I think we should avoid UNMAPPABLE even on the KVM side of things for the core
memslots functionality and instead be very literal, e.g.

	KVM_HAS_FD_BASED_MEMSLOTS
	KVM_MEM_FD_VALID

We'll still need KVM_HAS_USER_UNMAPPABLE_MEMORY, but it won't be tied directly to
the memslot.  Decoupling the two thingis will require a bit of extra work, but the
code impact should be quite small, e.g. explicitly query and propagate
MEMFILE_F_USER_INACCESSIBLE to kvm_memory_slot to track if a memslot can be private.
And unless I'm missing something, it won't require an additional memslot flag.
The biggest oddity (if we don't also add KVM_MEM_PRIVATE) is that KVM would
effectively ignore the hva for fd-based memslots for VM types that don't support
private memory, i.e. userspace can't opt out of using the fd-based backing, but that
doesn't seem like a deal breaker.

Decoupling private memory from fd-based memslots will allow using fd-based memslots
for backing VMs even if the memory is user mappable, which opens up potentially
interesting use cases.  It would also allow testing some parts of fd-based memslots
with existing VMs.

The big advantage of KVM's hva-based memslots is that KVM doesn't care what's backing
a memslot, and so (in thoery) enabling new backing stores for KVM is free.  It's not
always free, but at this point I think we've eliminated most of the hiccups, e.g. x86's
MMU should no longer require additional enlightenment to support huge pages for new
backing types.

On the flip-side, a big disadvantage of hva-based memslots is that KVM doesn't
_know_ what's backing a memslot.  This is one of the major reasons, if not _the_
main reason at this point, why KVM binds a VM to a single virtual address space.
Running with different hva=>pfn mappings would either be completely unsafe or
prohibitively expensive (nearly impossible?) to ensure.

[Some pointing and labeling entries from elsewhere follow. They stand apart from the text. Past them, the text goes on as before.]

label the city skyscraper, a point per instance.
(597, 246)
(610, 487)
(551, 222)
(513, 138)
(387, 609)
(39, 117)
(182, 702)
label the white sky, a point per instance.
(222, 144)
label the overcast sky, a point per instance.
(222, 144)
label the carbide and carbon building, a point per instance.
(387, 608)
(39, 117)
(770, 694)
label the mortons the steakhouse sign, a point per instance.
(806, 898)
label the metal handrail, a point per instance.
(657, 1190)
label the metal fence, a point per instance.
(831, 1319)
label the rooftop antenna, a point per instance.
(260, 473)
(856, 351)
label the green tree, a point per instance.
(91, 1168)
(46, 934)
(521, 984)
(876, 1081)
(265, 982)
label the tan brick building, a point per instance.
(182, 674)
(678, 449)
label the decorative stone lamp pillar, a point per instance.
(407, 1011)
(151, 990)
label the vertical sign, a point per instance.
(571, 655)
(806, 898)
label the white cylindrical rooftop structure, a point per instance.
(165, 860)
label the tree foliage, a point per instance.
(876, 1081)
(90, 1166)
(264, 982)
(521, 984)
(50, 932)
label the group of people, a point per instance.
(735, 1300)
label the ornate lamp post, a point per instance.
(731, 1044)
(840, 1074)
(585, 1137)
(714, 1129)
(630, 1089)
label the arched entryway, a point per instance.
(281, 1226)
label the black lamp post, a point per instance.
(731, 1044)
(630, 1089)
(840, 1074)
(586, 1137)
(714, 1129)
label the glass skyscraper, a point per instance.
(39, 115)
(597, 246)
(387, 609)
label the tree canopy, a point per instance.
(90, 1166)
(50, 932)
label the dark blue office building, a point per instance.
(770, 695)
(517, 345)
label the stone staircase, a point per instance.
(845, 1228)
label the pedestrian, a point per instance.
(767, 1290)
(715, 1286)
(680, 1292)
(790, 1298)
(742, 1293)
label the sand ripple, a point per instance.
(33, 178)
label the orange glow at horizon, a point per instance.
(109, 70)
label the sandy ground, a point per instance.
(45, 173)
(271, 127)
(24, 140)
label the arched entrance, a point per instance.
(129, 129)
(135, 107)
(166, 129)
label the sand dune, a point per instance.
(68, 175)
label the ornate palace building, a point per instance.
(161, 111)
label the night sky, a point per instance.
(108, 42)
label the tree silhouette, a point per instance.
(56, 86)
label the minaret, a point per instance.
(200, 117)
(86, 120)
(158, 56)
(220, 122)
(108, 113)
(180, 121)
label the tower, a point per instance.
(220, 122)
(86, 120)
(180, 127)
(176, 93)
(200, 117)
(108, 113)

With fd-based memslots, KVM essentially binds a memslot directly to the backing
store.  This allows KVM to do a "deep" comparison of a memslot between two address
spaces simply by checking that the backing store is the same.  For intra-host/copyless
migration (to upgrade the userspace VMM), being able to do a deep comparison would
theoretically allow transferring KVM's page tables between VMs instead of forcing
the target VM to rebuild the page tables.  There are memcg complications (and probably
many others) for transferring page tables, but I'm pretty sure it could work.

I don't have a concrete use case (this is a recent idea on my end), but since we're
already adding fd-based memory, I can't think of a good reason not make it more generic
for not much extra cost.  And there are definitely classes of VMs for which fd-based
memory would Just Work, e.g. large VMs that are never oversubscribed on memory don't
need to support reclaim, so the fact that fd-based memslots won't support page aging
(among other things) right away is a non-issue.